I first developed this blog with the intention of serving two core purposes: first, to keep my family and friends updated on my travel and research; and secondly, to establish a sandbox in which I can pour out rough thoughts on my experiences, observations, readings, and listenings. Meeting these dual goals can be challenging while completely immersed in an academic field that frequently embraces the esoteric, but one which at the same time often strives to support the voices and cultures of people who do not have the privilege of pursuing higher education. Writing for all of these audiences—academics as well as friends, family, and colleagues worldwide who may not be knee-deep in ethnomusicology—is therefore an exercise that I feel is of fundamental importance to the work I hope to do now and throughout my career. I expect the structure and content of my blog to evolve with my research interests and increasing sensitivity for the people with whom I engage.

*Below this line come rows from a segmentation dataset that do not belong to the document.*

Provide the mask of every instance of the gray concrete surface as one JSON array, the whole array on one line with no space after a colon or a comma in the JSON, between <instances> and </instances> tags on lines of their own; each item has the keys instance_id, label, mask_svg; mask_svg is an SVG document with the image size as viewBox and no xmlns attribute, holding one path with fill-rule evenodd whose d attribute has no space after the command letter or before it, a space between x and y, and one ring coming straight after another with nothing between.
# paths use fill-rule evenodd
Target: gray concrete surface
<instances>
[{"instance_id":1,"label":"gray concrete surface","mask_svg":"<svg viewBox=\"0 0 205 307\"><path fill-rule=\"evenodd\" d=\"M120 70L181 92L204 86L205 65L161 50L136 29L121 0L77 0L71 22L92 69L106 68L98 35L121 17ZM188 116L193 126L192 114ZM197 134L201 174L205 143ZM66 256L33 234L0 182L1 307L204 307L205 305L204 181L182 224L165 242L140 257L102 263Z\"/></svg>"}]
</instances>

Please note that the views expressed on my blog are my own, and do not reflect the US Department of State, the J. William Fulbright Foreign Scholarship Board, American Councils for International Education, the Critical Language Scholarship Program, or the Arab American Language Institute in Morocco.
About My Projects
- I returned to Niger in 2016 for dissertation research funded by the US Department of State’s Fulbright US Student (IIE) Grant and the Arnold Rubin Award at the Fowler Museum at UCLA.
Niger (Summer 2014)
- Following an intensive program in Hausa language at the African Flagship Language Initiative Program (AFLI) at the University of Florida, I returned to Niger for additional networking with several individuals and institutions involved in Nigerien popular music, festivals, and tourism, especially among Tuareg. Funded by the UCLA Graduate Division’s Graduate Summer Research Mentorship.
Morocco (Summer 2013)
- I participated in an intensive Arabic language learning program at the Arab American Language Institute in Morocco (AALIM) in Meknès, Morocco through the Critical Language Scholarship, administered by the U.S. Department of State Bureau of Educational and Cultural Affairs and American Councils for International Education. I lived with Moroccan host families and was enrolled in classes for Modern Standard Arabic (fus’ha) and Moroccan Arabic (darija). The intensity of the program did not leave much room for dedicated music research, but it did provide an excellent chance to engage with Moroccan culture and observe life on the opposite end of the Sahara from where I expect to do the bulk of my research.
Niger (Summer 2012)
- I spent the summer conducting preliminary explorations on the feasibility of various research projects on music and media practices in Niamey. I also enrolled in private language lessons in French and Tamasheq and volunteered with Rain for the Sahel and Sahara, an organization partnering with nomadic and desert populations in Niger to help them realize their aspirations for sustainable educational and economic development. Funded by the UCLA Graduate Division’s Graduate Summer Research Mentorship.
About the Photos
The background image was taken at sunset while I was riding a pirogue (canoe) on the Niger River just north of Niamey, Niger in September 2012. The header image is of the entrance to the Grand Mosque in Agadez, Niger, taken in September 2014.